In this kind of environment, as soon as your virtual server completes its task or becomes unnecessary, you can instantly delete it. This will free up the resources it was using for the next task in the queue.
There’s no need to over-provision virtual servers to anticipate possible future needs, because future needs can be easily met whenever they arrive.
In fact, today’s virtual server might only live a few minutes or even seconds before, having completed its task, being shut down for good to make room for whatever’s next. All this allows for far more efficient use of expensive hardware. It provides the ability to provision and launch new servers at will, either to test new configurations or add fresh power to your production services.
Cloud computing providers like AWS use virtualized computers of one kind or another.

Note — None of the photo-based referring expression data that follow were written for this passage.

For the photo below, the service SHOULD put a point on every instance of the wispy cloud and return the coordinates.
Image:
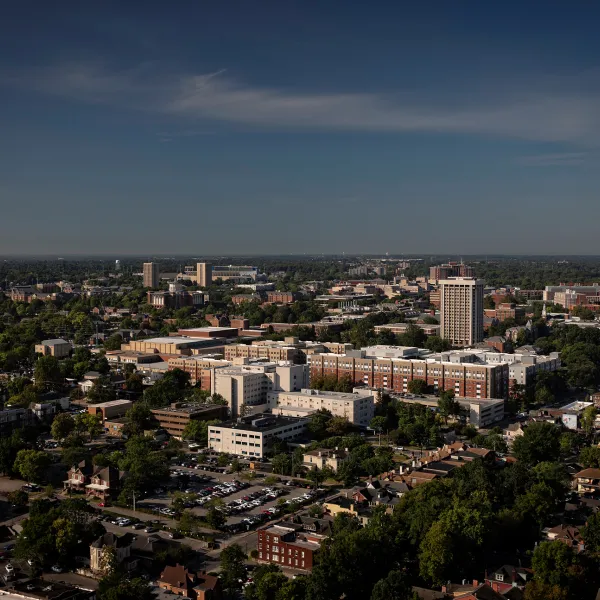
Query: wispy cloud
(544, 110)
(565, 159)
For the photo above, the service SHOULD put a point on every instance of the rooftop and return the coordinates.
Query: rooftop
(262, 422)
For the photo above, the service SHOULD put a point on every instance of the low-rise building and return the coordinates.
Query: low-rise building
(111, 409)
(182, 582)
(121, 545)
(253, 436)
(358, 407)
(57, 348)
(286, 547)
(175, 418)
(588, 482)
(325, 457)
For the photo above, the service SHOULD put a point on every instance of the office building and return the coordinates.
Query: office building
(246, 385)
(200, 368)
(357, 407)
(462, 310)
(254, 436)
(204, 274)
(151, 275)
(176, 417)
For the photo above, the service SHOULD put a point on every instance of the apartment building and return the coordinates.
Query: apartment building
(57, 347)
(357, 407)
(451, 269)
(466, 374)
(253, 436)
(176, 299)
(247, 384)
(273, 353)
(151, 275)
(461, 310)
(176, 417)
(204, 275)
(286, 547)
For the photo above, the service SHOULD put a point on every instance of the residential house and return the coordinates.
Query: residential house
(512, 432)
(121, 545)
(105, 483)
(180, 581)
(588, 481)
(507, 577)
(78, 476)
(567, 534)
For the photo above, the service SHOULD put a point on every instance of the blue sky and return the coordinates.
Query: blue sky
(290, 127)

The hundreds of thousands of Amazon EC2 instances, for example, all run on top of the open source Xen or KVM hypervisors — which are themselves installed and running on many thousands of physical servers maintained in Amazon’s vast server farms.

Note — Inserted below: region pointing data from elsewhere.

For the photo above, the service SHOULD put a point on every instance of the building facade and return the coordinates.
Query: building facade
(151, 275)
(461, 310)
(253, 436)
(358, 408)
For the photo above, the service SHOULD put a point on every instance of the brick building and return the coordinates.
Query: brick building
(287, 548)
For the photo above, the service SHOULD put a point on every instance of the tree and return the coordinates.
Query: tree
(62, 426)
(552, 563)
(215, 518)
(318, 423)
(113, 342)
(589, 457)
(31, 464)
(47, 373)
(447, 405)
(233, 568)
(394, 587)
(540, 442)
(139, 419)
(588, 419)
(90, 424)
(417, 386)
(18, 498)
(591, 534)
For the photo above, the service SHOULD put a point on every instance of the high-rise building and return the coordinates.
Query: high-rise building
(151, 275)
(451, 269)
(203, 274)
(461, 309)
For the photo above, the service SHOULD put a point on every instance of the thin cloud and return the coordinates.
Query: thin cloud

Whatever hypervisor technology is being used, the goal is to provide a largely automated hosting environment for multiple complete, self-contained virtual computers.

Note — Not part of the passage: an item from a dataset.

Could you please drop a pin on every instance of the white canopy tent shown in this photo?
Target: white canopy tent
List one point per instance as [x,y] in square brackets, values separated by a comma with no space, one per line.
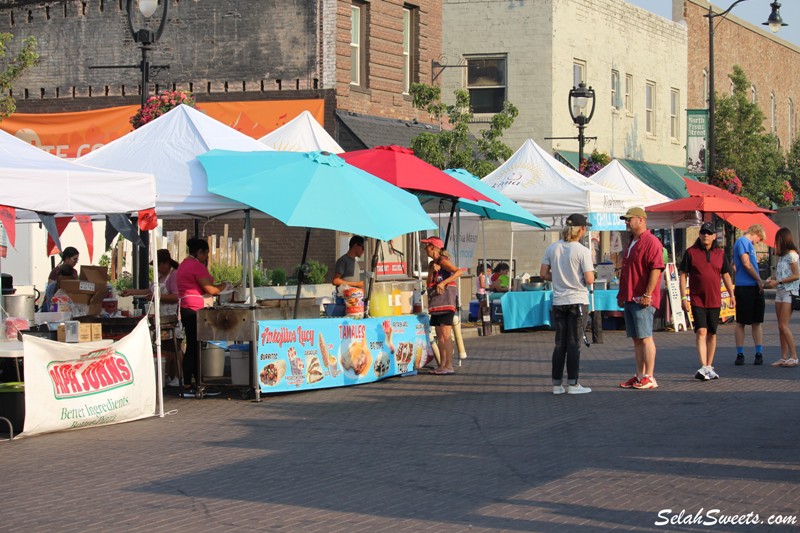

Containers like Docker, on the other hand, aren’t standalone virtual machines but are modified file systems sharing the operating system kernel of their physical host. That’s what we’ll discuss next.
What are containers? Well, for one thing, they’re not hypervisors. Instead, they’re extremely lightweight virtual servers that, as you can see from the figure, rather than running as full operating systems, share the underlying kernel of their host OS.
Containers can be built from plain-text scripts, created and launched in seconds, and easily and reliably shared across networks. Container technologies include the Linux Container project, which was Docker’s original inspiration.
The script-friendly container design makes it easy to automate and remotely manage complex clusters of containers, often deployed as microservices.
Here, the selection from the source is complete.